Bu mevzu canını sıkıyor olmalı ki sıkıntıyla saçlarını dağıtmış ve tahammülsüz bir şekilde konuşmuştu.
"Neden bu kadar çok takıldın Buse'ye?"

"Arkadaşız ayağına sana yürüyor çünkü. Bunu göremiyor olamazsın." Sesimin desibeli bir tık yükseldiğinde hoşuna gitmemiş olacak ki çatık olan kaşlarını daha çok çatmıştı.

"Uğur ne o zaman... Söylesene Efsun, o herif niye sürekli senin etrafında?"

Bir an da duraksadığımda böyle bir şey söylemesini beklemiyordum. Şartları eşitlemeye çalışıyorsa şayet hiç doğru noktada değildi.

"Aynı şey değil Cihangir, Uğur seni rahatsız edecek bir şey yapmıyor."

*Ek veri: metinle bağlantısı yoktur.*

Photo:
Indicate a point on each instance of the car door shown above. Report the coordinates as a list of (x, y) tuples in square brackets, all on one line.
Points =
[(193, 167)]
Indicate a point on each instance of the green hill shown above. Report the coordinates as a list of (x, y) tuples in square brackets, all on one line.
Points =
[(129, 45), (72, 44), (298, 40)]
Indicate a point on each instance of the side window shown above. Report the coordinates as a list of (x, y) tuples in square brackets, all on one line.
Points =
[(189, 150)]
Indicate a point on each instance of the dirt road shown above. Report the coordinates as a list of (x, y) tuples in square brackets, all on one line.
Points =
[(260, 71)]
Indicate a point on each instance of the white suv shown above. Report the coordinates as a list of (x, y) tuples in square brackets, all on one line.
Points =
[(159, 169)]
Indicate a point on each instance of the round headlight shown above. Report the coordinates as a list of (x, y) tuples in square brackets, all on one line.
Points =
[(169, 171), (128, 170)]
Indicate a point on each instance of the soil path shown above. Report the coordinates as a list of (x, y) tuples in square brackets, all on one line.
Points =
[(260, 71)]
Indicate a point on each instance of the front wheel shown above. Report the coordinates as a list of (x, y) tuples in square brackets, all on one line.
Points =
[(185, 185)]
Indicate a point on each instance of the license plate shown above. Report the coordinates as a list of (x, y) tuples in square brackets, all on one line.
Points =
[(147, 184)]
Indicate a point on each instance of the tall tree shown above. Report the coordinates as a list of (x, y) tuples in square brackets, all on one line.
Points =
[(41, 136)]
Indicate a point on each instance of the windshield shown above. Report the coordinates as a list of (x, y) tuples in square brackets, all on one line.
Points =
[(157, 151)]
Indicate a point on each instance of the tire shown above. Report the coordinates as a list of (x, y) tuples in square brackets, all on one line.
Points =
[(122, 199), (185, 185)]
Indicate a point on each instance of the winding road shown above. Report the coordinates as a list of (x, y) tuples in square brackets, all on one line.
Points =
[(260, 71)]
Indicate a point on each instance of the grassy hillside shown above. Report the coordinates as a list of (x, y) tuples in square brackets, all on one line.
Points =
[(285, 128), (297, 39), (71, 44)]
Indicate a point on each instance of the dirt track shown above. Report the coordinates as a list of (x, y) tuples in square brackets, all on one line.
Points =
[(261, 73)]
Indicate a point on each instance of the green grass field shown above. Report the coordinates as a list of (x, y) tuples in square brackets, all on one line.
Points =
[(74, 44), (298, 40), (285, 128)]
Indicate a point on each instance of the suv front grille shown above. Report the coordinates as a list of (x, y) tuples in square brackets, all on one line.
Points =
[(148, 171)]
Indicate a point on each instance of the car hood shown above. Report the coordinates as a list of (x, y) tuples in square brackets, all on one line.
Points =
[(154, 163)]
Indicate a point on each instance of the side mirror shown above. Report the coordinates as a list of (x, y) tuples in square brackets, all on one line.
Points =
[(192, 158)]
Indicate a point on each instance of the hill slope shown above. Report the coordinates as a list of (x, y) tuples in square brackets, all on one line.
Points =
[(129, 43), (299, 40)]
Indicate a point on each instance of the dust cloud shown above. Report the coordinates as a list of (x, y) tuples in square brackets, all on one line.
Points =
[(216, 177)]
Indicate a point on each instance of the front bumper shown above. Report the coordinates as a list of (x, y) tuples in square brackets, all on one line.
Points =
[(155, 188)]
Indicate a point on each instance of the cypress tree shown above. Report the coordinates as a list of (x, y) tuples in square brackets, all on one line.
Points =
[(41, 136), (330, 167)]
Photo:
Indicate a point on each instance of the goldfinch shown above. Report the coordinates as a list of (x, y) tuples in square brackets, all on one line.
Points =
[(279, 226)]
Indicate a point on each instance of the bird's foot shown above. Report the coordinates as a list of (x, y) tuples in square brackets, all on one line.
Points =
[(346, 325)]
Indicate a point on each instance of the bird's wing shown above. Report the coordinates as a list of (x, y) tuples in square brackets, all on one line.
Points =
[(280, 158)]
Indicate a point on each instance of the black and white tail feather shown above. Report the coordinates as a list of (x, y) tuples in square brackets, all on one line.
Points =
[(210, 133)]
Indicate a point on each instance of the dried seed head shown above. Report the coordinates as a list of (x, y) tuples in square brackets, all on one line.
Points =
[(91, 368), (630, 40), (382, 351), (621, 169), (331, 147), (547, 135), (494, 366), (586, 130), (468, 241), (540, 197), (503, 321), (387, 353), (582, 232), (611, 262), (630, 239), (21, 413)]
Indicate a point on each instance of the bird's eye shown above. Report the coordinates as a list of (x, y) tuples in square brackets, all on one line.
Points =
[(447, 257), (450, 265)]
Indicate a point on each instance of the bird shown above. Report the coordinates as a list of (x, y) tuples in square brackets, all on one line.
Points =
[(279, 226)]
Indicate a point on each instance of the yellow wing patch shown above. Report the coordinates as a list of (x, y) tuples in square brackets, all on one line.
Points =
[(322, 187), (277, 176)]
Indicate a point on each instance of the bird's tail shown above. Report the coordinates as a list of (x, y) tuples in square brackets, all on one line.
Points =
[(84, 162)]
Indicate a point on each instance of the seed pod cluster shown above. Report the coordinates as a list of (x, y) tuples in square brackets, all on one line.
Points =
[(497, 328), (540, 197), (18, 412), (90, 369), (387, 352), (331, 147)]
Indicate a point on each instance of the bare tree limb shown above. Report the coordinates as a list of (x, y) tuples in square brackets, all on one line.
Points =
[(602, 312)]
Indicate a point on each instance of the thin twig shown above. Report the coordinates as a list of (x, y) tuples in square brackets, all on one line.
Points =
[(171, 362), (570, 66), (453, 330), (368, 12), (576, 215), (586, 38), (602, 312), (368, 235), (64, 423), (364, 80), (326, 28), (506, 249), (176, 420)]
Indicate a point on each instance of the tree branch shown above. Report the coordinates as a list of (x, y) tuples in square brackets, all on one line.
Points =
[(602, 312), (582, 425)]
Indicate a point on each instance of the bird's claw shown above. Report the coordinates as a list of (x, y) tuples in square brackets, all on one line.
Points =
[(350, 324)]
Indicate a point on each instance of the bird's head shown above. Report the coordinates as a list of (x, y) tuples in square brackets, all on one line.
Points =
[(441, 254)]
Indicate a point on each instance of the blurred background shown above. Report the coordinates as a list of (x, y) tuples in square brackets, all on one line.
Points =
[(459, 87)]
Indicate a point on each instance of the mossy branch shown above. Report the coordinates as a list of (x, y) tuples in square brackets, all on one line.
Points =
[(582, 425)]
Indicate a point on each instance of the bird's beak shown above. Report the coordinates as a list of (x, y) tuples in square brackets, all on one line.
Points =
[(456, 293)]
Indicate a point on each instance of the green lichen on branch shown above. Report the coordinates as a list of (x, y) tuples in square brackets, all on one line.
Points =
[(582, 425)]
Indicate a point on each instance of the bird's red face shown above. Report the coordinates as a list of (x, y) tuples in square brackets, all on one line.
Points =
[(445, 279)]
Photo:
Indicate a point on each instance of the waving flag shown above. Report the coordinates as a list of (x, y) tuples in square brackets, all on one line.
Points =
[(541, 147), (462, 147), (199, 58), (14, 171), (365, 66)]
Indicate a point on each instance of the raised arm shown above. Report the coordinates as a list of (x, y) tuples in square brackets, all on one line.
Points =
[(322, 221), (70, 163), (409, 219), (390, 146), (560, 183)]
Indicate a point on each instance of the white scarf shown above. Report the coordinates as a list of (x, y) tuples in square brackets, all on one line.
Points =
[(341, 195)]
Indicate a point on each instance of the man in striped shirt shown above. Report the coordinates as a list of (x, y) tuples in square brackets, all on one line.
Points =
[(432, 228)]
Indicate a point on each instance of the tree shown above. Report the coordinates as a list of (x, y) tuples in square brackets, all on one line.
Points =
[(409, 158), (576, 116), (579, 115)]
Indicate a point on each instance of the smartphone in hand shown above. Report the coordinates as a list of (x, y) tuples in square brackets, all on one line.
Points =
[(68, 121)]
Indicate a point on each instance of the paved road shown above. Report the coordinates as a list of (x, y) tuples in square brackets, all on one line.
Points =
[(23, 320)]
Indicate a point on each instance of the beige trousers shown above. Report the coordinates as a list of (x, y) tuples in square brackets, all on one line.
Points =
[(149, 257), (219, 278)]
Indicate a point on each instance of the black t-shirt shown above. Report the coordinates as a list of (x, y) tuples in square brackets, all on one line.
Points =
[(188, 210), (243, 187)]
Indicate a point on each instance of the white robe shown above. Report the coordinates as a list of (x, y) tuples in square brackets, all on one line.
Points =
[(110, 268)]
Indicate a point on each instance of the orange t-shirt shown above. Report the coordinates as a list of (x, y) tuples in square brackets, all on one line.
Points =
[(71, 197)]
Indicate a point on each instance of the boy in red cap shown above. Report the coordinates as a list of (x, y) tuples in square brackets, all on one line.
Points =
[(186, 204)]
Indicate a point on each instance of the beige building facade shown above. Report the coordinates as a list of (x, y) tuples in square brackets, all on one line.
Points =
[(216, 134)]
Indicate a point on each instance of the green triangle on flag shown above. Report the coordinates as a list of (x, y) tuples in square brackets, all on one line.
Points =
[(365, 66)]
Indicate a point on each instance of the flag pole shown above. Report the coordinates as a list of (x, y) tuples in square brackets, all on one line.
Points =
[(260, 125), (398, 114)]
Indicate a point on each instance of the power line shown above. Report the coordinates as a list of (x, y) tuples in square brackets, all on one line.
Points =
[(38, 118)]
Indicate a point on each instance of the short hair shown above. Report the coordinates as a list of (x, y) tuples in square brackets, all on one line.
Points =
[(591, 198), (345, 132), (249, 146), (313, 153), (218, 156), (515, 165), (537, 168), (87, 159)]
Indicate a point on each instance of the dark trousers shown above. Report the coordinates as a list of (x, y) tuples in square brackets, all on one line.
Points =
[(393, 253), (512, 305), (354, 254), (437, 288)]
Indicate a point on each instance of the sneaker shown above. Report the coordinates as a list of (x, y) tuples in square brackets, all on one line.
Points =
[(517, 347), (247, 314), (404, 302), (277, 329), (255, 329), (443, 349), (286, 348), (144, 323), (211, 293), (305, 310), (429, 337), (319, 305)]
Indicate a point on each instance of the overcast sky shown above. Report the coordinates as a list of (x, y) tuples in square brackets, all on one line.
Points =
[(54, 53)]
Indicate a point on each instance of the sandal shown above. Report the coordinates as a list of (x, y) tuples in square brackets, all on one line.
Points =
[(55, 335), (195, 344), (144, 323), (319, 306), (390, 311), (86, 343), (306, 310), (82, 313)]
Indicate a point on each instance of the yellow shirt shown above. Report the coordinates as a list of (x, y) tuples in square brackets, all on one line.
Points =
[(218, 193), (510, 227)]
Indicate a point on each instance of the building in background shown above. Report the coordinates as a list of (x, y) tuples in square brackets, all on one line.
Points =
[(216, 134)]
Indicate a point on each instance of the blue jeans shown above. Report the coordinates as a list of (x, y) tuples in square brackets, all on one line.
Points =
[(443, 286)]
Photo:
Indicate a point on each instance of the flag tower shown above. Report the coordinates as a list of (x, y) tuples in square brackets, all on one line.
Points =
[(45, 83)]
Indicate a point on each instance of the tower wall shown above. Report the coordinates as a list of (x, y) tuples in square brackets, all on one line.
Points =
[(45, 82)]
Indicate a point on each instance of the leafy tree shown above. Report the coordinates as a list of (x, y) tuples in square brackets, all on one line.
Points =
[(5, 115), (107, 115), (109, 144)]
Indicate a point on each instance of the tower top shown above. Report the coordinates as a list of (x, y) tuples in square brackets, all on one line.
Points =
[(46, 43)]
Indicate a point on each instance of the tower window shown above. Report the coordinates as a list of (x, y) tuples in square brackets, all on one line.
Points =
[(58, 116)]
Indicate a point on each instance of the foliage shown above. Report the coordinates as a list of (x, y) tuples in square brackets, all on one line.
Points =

"Ne demek yapmıyor lan!" Diyerek bir an da sert çıktığında irkilerek ona bakmıştım.
"Herif ağzının içine düşüyor içine. Sıkılıp bunalacaksın diye iki çift laf etmiyorum sana."

"Saçmalama istersen, Uğur senin varlığını bile bile böyle bir şey yapacak biri değil."

Dudaklarını aşağı doğru vay be dercesine büktü. Muhtemelen Uğur'u savunuyor olmam sinirlerine dokunmuştu.